Another stakes winner MacDonald campaigned was King of the Rockies. "He won six or seven races in a row," said MacDonald. "Five of us claimed him for $10,000 and he went from winning a $12,000 claimer to winning a stake." MacDonald, who only trains a stable of six horses - which he says is all he wants - said he wasn't overly surprised by any of his three wins this year which is marked by Can't Touch This, who has won for $4,000 and again for $8,000 and Edge of Okotoks, who took a claiming/allowance race.
"Both of them had trained really well," said MacDonald. "But this is horse racing; there are no guarantees. I thought they would run OK but they ran better than I thought they would. You could say they ran as well as I hoped they would."
All three wins were wire-to-wire. "I claimed Can't Touch This for $6,250 last fall. She might be a better filly than I thought; a guy hopes but you never know," said MacDonald after Can't Touch This made it two-for-two this year last Sunday vying for the lead last Sunday and drawing away by 3 1/4 lengths.

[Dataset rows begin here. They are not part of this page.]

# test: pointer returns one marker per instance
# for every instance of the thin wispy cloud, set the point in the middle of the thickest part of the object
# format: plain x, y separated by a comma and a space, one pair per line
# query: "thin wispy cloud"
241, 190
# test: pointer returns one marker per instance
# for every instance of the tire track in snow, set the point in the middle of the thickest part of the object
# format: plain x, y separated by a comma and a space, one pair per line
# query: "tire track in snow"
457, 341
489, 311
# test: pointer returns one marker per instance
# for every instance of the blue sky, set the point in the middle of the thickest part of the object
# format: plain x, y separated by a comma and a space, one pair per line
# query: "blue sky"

Edge of Okotoks, who MacDonald also claimed last fall - for $12,500 - won impressively on May 28 by 2 1/2 lengths. "She tested the best as a two-year-old. I think she's going to be pretty handy. It's better to be lucky than smart don't you think? Both horses ran very well. But I'm holding my breath. At the races you don't know how long it is going to last."
STOCK REPORT - Good news for horse racing comes with the news that casinos like Century Mile will open on Thursday June 10. Off-track simulcast wagering will also restart on Thursday.